High Court of American Samoa
Trial Division

CR No. 15-92
CR No. 16-92

May 28, 1992


Generally, an arrest, whether with or without a warrant, must be supported by probable cause. Rev. Const. Am. Samoa Art. I, § 5; A.S.C.A. § 46.0805(3).

A confession will be suppressed if the government fails to meet its burden of showing that probable cause for a warrantless arrest existed when it was made. Rev. Const. Am. Samoa Art. I, § 5; A.S.C.A. § 46.0805(3).

Before KRUSE, Chief Justice, TAUANU’U , Chief Associate Judge, and LOGOAI, Associate Judge.

Counsel: For Plaintiff, Donald M. Sheehan, Assistant Attorney General
For Defendant Luki, Barry I. Rose, Assistant Public Defender
For Defendant Pritchard, Robert A. Dennison III

On Motion to Suppress: [21ASR2d83]

Defendant Fagavao Luki moves to suppress his confession made at the Fagatogo police station to Police Officer Analoi Suamataia on the morning of March 8, 1991. Among other things, Luki contends that he was arrested without a warrant and that his confession was obtained while he was unlawfully detained, in violation of his constitutional rights under Rev. Const. Am. Samoa Art. I, § 5.(1) The government relies on the provisions of A.S.C.A. § 46.0805(3), which authorizes a warrantless arrest “of persons found near the scene of a felony and suspected of committing it, where such suspicion is based on reasonable grounds and the arrest follows the crime by a short time.”
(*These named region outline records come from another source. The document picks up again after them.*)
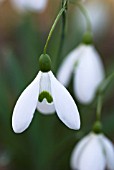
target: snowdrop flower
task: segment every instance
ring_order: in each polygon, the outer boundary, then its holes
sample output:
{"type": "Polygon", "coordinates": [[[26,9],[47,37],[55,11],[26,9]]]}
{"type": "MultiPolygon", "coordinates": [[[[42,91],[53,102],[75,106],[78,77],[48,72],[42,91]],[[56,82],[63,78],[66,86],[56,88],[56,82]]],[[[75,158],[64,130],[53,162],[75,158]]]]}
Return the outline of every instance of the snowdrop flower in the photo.
{"type": "Polygon", "coordinates": [[[53,75],[49,56],[43,54],[39,61],[41,71],[22,92],[15,105],[12,117],[14,132],[21,133],[28,128],[36,108],[43,114],[56,111],[66,126],[79,129],[77,106],[66,88],[53,75]]]}
{"type": "Polygon", "coordinates": [[[103,134],[90,133],[74,148],[73,170],[114,170],[114,146],[103,134]]]}
{"type": "Polygon", "coordinates": [[[81,44],[63,61],[58,79],[68,86],[74,72],[74,93],[81,103],[90,103],[104,78],[104,68],[93,45],[81,44]]]}
{"type": "Polygon", "coordinates": [[[19,11],[38,11],[42,12],[46,8],[48,0],[11,0],[12,5],[19,11]]]}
The evidence shows that the defendant was taken into custody on the morning of March 8, 1992, and then later questioned. Officer Paulo Leuma testified that he and two other fellow officers from the village of Leone were instructed by Commander Poa’i Ripley to pick up the defendant, who is also a Leone villager. The officers did not have a warrant when they picked up the defendant, whom they found asleep at home. After he was first verbally warned of his Miranda rights, the defendant was then transported to the Tafuna sub-station where he was questioned by other officers.

Generally, an arrest whether with or without a warrant must be supported by probable cause. Giordenello v. United States, 357 U.S. 480 (1958); Wong Sun v. United States, 371 U.S. 471, (1963); see also Gerstein v. Pugh, 420 U.S. 103 (1975). The terms “probable cause” and “reasonable grounds” have been said, in the context of arrests, to be substantially equivalent in meaning. Draper v. United States, 358 U.S. 307 (1959). Furthermore, probable cause for a warrantless arrest must exist when the arrest is made, see United States v. Simon, 409 F.2d 474,475 (7th Cir. 1969), cert. denied, 396 U.S. 829; Washington v. United States, 414 F.2d 1119, 1122 (D.C. Cir. 1969); United States v. Rivera, 321 F .2d 704, 708 (2d Cir. 1963), and the government has the burden of showing probable cause. Wong Sun, supra; United States v. Rivera, supra, at 708. [21ASR2d84]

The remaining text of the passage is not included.